The Court further noted that the second para of the explanation defines the expression "such receipt should have been intimated by the public Servant" i.e., intimation by the public servant in accordance with any provisions of law, rules or orders applicable to a public servant.
In this context, the Court thus held –
"…the expression "known sources of income" occurring in Section 5(1)(e) has a definite legal connotation which in the context must mean the sources known to the prosecution and not sources relied upon and known to the accused. Section 5(1)(e), it was observed by this Court, casts a burden on the accused for it uses the words "for which the public servant cannot satisfactorily account". The onus is on the accused to account for and satisfactorily explain the assets."
Furthermore, the Bench added, "While the expression "known sources of income" refers to the sources known to the prosecution, the expression "for which the public servant cannot satisfactorily account" refers to the onus or burden on the accused to satisfactorily explain and account for the assets found to be possessed by the public servant. This burden is on the accused as the said facts are within his special knowledge."

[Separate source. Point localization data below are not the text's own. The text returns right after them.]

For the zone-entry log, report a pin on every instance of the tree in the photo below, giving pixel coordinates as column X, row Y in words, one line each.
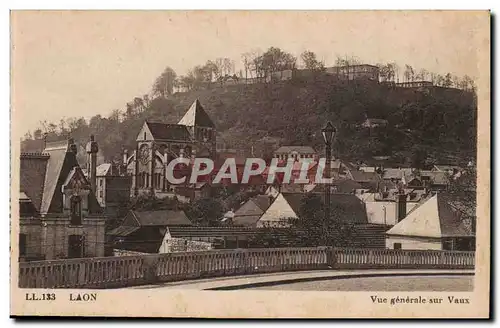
column 409, row 73
column 37, row 134
column 311, row 62
column 275, row 60
column 448, row 82
column 247, row 59
column 164, row 84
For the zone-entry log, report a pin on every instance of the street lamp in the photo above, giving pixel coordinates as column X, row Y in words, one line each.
column 328, row 132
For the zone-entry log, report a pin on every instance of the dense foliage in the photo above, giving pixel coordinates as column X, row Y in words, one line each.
column 438, row 125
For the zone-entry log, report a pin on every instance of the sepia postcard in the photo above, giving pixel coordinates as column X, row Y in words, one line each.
column 250, row 164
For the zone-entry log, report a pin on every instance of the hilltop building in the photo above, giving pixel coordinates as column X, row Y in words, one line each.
column 159, row 143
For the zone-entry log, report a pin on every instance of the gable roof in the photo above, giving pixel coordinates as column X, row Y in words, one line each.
column 352, row 207
column 262, row 201
column 362, row 176
column 196, row 116
column 298, row 149
column 43, row 175
column 55, row 164
column 103, row 169
column 435, row 218
column 32, row 176
column 162, row 131
column 161, row 218
column 250, row 212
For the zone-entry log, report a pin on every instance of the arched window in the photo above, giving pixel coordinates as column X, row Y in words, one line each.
column 76, row 210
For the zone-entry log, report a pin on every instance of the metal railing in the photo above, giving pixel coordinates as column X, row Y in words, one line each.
column 123, row 271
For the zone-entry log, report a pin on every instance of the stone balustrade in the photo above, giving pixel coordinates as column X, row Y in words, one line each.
column 123, row 271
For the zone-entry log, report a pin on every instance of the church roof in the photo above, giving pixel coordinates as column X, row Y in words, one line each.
column 435, row 218
column 164, row 131
column 196, row 116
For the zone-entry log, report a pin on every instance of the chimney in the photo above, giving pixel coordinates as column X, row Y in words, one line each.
column 92, row 149
column 72, row 146
column 124, row 157
column 44, row 141
column 400, row 205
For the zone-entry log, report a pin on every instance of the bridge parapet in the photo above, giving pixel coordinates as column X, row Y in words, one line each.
column 123, row 271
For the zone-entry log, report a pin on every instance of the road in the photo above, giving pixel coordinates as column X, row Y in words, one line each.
column 332, row 280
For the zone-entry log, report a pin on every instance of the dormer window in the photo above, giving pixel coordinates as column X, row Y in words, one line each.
column 76, row 210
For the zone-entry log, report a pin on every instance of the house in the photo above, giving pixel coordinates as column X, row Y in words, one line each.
column 382, row 208
column 144, row 231
column 251, row 211
column 113, row 189
column 436, row 224
column 414, row 84
column 295, row 152
column 396, row 174
column 355, row 72
column 60, row 216
column 288, row 206
column 284, row 75
column 374, row 123
column 157, row 144
column 452, row 170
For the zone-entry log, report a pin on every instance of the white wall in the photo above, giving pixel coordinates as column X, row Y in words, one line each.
column 413, row 243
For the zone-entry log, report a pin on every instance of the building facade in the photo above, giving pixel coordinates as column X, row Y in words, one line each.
column 60, row 216
column 157, row 144
column 112, row 189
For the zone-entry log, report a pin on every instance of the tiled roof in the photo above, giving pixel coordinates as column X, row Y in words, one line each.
column 252, row 210
column 298, row 149
column 42, row 176
column 350, row 206
column 435, row 218
column 103, row 169
column 262, row 201
column 122, row 231
column 391, row 173
column 164, row 131
column 196, row 116
column 161, row 218
column 55, row 164
column 361, row 176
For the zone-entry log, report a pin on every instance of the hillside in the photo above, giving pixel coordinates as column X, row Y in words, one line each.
column 433, row 125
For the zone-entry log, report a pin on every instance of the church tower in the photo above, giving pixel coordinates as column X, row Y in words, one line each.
column 202, row 130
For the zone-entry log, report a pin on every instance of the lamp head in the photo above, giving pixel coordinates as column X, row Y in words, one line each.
column 329, row 132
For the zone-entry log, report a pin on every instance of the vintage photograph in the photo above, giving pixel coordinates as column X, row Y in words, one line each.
column 320, row 151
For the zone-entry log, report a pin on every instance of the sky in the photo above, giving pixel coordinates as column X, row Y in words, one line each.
column 83, row 63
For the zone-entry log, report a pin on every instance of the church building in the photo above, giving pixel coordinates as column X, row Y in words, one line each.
column 157, row 144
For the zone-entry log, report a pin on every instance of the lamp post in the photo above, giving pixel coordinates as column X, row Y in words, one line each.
column 328, row 132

While holding that the explanation to Section 13(1)(e) is a procedural section that seeks to define the expression "known sources of income" to the Prosecution and not the accused, the Court observed –
"The explanation applies and relates to the mode and manner of investigation to be conducted by the prosecution, it does away with the requirement and necessity of the prosecution to have an open, wide and rowing investigation and enquire into the alleged sources of income which the accused may have. It curtails the need and necessity of the prosecution to go into the alleged sources of income which a public servant may or possibly have but are not legal or have not been declared. The undeclared alleged sources are by their very nature are expected to be known to the accused only and are within his special knowledge."
While for the second part of the explanation, the Court noted that it does away with the need and requirement for the prosecution to conduct an open ended or rowing enquiry or investigation to find out all alleged/claimed known sources of income of an accused who is investigated under the PC Act, 1988.
The Bench referred to the decisions of Central Bureau of Investigation (CBI) and Anr. v. Thommandru Hannah Vijayalakshmi @ T.H. Vijayalakshmi and Anr and also K. Veeraswami v. Union of India, where it was held that since the accused public servant does not have a right to be afforded a chance to explain the alleged Disproportionate Assets to the investigating officer before the filing of a chargesheet, a similar right cannot be granted to the accused before the filing of an FIR by making a preliminary inquiry mandatory.
The Bench further also held that the High Court has not been able to comprehend the true scope and ambit of Section 239 of the CrPC. The High Court has also not been able to comprehend in what set of circumstances the revisional powers under Section 397 read with Section 401 of the CrPC are to be exercised.
The Court agreed to the contention of the State that at the stage of consideration of discharge under Section 239 of the CrPC only a prima facie case is to be seen and the Special Court having recorded a satisfaction with regard to the existence of a prima facie case there cannot be said to be any material error or illegality in the orders assailed before the High Court.
The Court held that the impugned orders passed by the High Court were not sustainable in law and deserve to be set aside.
"The circumstances emerging from the record of the case, prima facie, indicate the involvement of the accused persons in the alleged offence," the Bench held.
Thus, the Court allowed the appeals and set aside the impugned orders passed by the High Court discharging the accused persons from the prosecution.
Cause Title - State Through Deputy Superintendent of Police v. R. Soundirarasu Etc.